Fighting SIMI, it is clear, will take more than arrest warrants and intelligence work: a coherent strategy to clean up the toxic political landscape from which it arose is desperately needed.



Sorry Safdar Nagori, you are just a megalomaniac-turned-terrorist, not a Mujahid by any reckoning


By Sultan Shahin, editor,


In his confession statement, former and now detained chief of the so-called Students Islamic Movement of India (SIMI) is reported to have said: “it is not when an individual is harmed, but when an entire community finds itself collectively persecuted that the cry for jihad is given. If nothing works then one is forced to revolt, take to arms.”


One doesn’t need a degree in Psychology to see that this is the language of a demented megalomaniac, a sort of Hitlerian, Fascist personality, which doesn’t care a fig about what his actions are going to mean to the humanity or what he claims to identify with and represent, i.e. “his community”’. Too much of a megalomaniac, in his psychopathological delusions of grandeur, he apparently doesn’t have the humility – taught so repeatedly by Islam’s Holy Book and Prophet’s traditions - to ask himself: “Who has given me the authority to decide that my community is persecuted and we have no option but to take up arms against the state and the country’s secular democratic constitution, that too, a constitution that gives us more rights – including the right to organise our personal life in accordance with our religious laws -  than that of any other non-Muslim majority country in the world including all the democracies in the West.”

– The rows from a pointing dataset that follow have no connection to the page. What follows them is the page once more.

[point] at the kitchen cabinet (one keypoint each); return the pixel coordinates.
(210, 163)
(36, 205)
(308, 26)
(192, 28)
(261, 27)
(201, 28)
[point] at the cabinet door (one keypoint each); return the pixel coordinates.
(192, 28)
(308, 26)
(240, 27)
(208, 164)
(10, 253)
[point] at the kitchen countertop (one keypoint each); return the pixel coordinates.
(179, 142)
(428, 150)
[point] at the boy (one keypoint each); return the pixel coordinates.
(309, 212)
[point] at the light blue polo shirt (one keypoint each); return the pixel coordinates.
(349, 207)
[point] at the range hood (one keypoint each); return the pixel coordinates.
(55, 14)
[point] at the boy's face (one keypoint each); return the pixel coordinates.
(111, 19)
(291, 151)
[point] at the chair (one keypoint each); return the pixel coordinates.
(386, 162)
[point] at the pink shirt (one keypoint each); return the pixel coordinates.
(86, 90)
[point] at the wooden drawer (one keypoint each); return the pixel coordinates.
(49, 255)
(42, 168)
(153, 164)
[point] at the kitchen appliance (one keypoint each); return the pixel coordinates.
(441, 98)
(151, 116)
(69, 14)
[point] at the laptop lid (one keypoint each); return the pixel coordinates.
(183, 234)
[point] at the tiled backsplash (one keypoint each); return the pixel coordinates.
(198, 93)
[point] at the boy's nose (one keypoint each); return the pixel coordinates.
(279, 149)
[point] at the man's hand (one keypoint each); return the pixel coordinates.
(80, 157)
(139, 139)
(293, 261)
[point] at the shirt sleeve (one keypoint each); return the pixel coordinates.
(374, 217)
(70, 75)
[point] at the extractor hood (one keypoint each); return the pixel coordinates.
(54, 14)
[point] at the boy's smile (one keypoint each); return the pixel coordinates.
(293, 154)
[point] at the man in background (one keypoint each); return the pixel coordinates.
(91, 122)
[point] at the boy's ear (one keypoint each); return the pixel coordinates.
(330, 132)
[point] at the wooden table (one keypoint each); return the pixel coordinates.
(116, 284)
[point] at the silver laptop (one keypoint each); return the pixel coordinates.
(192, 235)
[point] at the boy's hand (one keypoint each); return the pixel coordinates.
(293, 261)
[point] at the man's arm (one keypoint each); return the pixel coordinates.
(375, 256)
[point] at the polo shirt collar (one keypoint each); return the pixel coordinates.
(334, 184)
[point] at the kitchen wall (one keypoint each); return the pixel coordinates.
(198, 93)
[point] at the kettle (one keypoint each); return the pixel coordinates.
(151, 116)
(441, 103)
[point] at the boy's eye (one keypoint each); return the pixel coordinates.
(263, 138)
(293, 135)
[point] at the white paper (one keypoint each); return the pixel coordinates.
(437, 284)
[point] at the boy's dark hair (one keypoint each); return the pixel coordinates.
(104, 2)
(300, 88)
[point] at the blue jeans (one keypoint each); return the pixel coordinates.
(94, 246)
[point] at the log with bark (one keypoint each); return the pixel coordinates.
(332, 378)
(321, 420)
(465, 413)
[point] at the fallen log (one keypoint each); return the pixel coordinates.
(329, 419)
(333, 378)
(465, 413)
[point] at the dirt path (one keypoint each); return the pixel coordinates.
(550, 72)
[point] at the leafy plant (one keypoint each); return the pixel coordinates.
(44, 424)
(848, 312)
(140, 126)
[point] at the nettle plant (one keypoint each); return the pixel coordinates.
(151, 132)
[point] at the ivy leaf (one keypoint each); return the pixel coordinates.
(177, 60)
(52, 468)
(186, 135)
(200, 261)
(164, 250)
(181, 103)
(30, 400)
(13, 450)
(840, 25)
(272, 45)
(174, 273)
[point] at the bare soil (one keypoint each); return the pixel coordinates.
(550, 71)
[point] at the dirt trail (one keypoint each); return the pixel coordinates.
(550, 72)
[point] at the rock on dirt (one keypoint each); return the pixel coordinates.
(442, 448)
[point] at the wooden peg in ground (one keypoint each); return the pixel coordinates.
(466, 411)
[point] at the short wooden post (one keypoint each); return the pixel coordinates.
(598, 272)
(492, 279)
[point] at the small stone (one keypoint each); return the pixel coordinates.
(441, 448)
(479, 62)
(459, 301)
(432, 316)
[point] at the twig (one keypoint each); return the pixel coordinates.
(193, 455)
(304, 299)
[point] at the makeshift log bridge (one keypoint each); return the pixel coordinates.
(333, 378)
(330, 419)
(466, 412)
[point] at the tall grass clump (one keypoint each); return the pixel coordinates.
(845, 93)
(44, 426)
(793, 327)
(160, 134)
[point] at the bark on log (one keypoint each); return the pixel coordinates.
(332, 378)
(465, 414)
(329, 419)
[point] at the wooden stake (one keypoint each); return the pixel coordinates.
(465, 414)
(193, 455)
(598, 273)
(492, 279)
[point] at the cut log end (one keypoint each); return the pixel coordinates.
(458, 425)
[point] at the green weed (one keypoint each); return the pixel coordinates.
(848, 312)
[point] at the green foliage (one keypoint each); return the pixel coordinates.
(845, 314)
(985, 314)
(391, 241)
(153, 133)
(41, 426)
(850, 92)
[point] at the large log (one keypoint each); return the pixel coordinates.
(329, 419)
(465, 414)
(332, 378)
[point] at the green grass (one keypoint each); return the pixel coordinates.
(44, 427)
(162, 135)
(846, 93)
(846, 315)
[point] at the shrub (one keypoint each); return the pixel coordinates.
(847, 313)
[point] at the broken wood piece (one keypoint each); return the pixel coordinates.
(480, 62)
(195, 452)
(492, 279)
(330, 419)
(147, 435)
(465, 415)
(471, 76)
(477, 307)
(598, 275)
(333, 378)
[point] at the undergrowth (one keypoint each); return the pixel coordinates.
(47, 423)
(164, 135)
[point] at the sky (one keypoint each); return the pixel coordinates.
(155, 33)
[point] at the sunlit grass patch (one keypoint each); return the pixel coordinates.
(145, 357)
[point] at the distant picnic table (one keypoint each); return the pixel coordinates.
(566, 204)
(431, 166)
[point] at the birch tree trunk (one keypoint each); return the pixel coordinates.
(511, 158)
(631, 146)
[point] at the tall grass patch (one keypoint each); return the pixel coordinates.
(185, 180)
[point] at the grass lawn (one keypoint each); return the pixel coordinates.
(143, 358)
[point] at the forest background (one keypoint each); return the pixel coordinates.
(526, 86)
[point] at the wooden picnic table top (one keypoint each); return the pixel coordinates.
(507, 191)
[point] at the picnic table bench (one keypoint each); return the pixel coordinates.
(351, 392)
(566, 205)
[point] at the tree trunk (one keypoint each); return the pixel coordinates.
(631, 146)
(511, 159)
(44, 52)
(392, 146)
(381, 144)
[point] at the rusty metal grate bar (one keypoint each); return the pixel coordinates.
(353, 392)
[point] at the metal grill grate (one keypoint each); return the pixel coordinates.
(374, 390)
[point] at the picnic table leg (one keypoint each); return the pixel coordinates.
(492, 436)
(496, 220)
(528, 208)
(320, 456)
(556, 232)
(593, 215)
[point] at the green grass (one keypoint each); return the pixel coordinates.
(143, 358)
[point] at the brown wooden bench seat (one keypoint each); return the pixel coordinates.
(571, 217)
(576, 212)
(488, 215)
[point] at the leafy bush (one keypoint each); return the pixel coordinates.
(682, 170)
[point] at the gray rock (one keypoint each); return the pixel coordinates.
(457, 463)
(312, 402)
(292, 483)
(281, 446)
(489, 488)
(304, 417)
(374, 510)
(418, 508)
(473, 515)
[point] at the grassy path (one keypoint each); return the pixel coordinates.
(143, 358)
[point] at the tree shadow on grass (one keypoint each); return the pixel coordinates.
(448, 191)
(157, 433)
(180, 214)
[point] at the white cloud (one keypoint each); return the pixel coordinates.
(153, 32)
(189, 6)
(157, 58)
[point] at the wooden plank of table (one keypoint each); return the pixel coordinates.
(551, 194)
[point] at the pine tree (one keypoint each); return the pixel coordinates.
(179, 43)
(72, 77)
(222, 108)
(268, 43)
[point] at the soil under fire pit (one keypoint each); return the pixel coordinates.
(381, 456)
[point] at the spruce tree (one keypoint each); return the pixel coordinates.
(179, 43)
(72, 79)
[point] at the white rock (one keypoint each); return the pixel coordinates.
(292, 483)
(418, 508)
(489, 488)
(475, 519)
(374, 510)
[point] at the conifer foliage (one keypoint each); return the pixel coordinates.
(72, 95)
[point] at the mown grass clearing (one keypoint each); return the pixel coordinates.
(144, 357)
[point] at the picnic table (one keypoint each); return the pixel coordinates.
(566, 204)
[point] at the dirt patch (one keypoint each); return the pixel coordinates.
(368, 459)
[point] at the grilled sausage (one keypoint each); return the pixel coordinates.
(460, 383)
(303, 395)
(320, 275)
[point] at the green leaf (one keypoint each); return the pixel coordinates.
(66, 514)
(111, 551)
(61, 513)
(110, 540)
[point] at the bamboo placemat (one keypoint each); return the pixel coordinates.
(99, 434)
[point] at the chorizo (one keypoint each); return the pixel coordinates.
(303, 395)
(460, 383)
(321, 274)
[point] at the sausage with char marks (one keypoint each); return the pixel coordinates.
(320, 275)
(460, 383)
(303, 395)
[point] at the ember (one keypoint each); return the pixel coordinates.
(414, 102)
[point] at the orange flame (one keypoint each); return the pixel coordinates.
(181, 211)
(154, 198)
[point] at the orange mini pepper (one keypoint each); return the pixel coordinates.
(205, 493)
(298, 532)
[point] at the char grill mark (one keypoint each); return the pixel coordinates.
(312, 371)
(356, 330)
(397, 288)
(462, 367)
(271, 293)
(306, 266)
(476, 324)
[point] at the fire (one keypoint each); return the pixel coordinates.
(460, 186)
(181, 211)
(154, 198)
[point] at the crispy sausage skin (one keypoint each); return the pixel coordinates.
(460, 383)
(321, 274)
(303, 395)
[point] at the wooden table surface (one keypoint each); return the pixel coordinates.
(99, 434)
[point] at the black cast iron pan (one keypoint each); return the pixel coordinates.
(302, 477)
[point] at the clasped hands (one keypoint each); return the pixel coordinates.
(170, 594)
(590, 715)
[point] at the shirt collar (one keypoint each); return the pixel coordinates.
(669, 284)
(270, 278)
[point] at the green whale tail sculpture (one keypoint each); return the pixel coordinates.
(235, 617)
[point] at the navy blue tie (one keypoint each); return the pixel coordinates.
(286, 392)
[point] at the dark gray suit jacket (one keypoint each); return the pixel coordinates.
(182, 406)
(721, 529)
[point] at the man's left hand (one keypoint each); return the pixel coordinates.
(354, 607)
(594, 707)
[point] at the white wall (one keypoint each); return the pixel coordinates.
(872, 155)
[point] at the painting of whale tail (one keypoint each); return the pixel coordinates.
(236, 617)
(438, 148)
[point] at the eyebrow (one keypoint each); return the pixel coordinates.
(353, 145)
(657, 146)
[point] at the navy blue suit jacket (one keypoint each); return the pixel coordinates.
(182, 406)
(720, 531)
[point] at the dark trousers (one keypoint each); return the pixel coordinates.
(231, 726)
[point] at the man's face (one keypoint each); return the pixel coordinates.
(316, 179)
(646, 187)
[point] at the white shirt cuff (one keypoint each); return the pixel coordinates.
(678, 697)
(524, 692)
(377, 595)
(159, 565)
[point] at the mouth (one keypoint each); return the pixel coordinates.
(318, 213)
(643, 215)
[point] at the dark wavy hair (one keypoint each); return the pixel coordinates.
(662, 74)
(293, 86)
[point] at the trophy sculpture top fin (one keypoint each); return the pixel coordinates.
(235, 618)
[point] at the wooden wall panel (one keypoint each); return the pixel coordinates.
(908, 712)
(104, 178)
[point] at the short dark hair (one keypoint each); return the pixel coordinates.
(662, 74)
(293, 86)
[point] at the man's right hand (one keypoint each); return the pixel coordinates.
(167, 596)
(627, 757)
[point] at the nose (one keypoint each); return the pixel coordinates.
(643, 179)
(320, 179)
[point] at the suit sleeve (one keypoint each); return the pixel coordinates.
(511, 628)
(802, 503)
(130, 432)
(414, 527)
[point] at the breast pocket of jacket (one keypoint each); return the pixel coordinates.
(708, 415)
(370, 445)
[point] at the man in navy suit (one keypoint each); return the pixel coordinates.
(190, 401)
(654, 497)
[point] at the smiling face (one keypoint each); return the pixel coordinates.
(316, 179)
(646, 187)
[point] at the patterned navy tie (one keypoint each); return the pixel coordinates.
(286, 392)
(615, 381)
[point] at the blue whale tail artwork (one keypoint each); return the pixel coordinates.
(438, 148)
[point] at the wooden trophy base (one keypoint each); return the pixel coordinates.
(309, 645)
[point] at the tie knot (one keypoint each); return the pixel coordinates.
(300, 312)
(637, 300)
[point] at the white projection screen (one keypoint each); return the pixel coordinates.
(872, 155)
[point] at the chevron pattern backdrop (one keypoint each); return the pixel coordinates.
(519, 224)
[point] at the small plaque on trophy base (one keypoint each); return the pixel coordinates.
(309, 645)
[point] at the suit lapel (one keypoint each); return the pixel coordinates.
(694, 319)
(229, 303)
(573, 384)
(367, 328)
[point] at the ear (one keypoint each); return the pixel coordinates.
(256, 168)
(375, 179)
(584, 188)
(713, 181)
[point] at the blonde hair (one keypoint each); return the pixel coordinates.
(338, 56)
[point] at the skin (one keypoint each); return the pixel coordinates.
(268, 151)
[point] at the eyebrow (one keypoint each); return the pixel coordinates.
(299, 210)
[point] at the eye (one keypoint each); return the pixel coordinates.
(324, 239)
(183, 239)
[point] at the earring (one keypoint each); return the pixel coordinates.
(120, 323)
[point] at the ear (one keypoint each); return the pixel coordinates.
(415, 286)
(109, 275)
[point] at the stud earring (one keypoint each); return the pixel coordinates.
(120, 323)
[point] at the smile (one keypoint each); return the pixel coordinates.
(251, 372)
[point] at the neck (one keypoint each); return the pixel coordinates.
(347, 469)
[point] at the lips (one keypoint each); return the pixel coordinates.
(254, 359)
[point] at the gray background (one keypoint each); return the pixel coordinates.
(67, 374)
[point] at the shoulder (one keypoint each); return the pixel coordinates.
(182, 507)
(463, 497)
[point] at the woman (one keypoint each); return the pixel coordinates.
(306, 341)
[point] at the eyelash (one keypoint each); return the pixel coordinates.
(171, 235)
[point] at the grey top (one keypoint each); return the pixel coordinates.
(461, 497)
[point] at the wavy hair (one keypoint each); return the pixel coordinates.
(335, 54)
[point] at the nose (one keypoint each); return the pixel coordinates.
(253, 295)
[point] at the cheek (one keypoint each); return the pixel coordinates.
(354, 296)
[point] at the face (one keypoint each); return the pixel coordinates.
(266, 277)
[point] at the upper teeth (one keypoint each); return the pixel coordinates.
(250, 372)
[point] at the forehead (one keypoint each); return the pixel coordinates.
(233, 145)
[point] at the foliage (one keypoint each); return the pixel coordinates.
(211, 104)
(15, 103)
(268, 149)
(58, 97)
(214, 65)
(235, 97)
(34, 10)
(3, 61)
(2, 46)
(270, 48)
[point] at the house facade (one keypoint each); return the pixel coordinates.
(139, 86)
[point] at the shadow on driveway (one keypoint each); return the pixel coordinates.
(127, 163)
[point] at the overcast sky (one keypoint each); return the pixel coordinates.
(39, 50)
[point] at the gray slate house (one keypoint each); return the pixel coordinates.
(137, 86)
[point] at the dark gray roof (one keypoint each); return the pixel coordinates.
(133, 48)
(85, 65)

We cannot, of course, expect this infantile narcissist, to have the analytical powers to see that we Muslims in India are freer to live our life and practise our religion than not only those in the Western democracies, but even in Muslim countries like Turkey and so-called Islamic countries like Saudi Arabia, Iran and Pakistan. It is nobody’s case that Muslims have no problems in India. Who doesn’t? Don’t Hindus have problems? Fewer government jobs for Muslims, as the Sachar Commission says? Yes, but who instituted the Sachar Commission? And, then, aren’t people in private businesses, even small-time businesses, better-off than government servants? Communal killings? Yes, but who fights on our behalf, to secure for us justice?  Police harassment? Well, have you forgotten poor Arushi’s parents and a host of other victims of police misconduct, indeed general bureaucratic nonchalance, incompetence and worse? Of course, we have a host of problems and each one of us has complaints with virtually every one in the administration. But we all have those problems, not Muslims alone. And the only way out is that we all get together and seek to sort our problems in a civilised manner.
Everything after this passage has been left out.